Lynne Ramsay's You Were Never Really Here is brilliant - an intense and emotional crime thriller with Joaquin Phoenix doing a career-best turn as a disturbed man working the edges of the criminal underworld.
The Sisters Brothers is great, even if you don't like Westerns.
I intend to watch Whiplash, a drama about a music student's relationship ship with his tough tutor. It got very good reviews.
Mamma Mia is on there too, which I unreservedly recommend.
Funny Cow is supposed to be great, but think you may have seen that already iirc.
Really want to see the animated feature The Red Turtle, which is supposed to be fantastic.
There's some great older films on there too.
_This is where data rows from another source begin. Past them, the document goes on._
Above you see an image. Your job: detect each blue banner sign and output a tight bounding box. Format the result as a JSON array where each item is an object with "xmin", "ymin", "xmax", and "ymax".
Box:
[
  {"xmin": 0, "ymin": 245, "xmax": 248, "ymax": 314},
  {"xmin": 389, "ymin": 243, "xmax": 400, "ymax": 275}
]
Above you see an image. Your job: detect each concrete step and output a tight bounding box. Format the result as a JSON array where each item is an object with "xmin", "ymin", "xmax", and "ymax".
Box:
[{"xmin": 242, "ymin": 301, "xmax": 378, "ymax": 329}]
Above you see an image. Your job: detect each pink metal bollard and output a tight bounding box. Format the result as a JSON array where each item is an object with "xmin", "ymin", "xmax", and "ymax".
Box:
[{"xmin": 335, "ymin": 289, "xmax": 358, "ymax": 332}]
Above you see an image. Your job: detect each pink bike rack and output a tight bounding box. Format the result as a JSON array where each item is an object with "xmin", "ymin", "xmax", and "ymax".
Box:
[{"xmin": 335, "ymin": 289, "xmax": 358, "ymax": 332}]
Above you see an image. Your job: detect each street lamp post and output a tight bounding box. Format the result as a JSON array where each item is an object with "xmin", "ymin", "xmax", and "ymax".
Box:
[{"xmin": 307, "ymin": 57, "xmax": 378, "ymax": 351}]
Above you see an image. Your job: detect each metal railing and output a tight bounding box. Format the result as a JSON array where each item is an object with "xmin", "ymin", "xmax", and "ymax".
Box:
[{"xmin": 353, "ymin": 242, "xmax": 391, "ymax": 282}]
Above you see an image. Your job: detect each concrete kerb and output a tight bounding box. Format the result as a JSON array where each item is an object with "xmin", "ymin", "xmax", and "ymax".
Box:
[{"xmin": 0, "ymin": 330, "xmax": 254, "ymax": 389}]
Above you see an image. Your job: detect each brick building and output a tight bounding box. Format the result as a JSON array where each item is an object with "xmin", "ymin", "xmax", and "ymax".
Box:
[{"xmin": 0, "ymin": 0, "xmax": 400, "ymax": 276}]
Peterloo was a bit of a snooze fest, but Mike Leigh's High Hopes, about a hippy couple, one of whose senile mother is living next door to a horrible yuppie couple, is his best by far imo.
If... is one of my favourite films. If you haven't seen it, get right on it.
Election is brilliant - Reese Witherspoon trying to get elected as class president. Very funny and cutting.
Submarine is great - Welsh coming of age dramedy which skewers the shittiness of being a teen so well.
Loads more good films: My Name Is Joe, Carla's Song, The Player, Brazil, Rockers, The Harder They Come, Kill List, Tyrannosaur, Journeyman, Under The Skin, The Killing Of A Sacred Deer, The Post, The Handmaiden, The Devil's Backbone.
There's also two music documentaries which you should check out:. If Ain't Stiff, It Ain't Worth A Fuck is about Stiff Records. Essential for Ian Dury fans. A Band Called Death is about, well, a band called Death. Doesn't matter if you've never heard of them.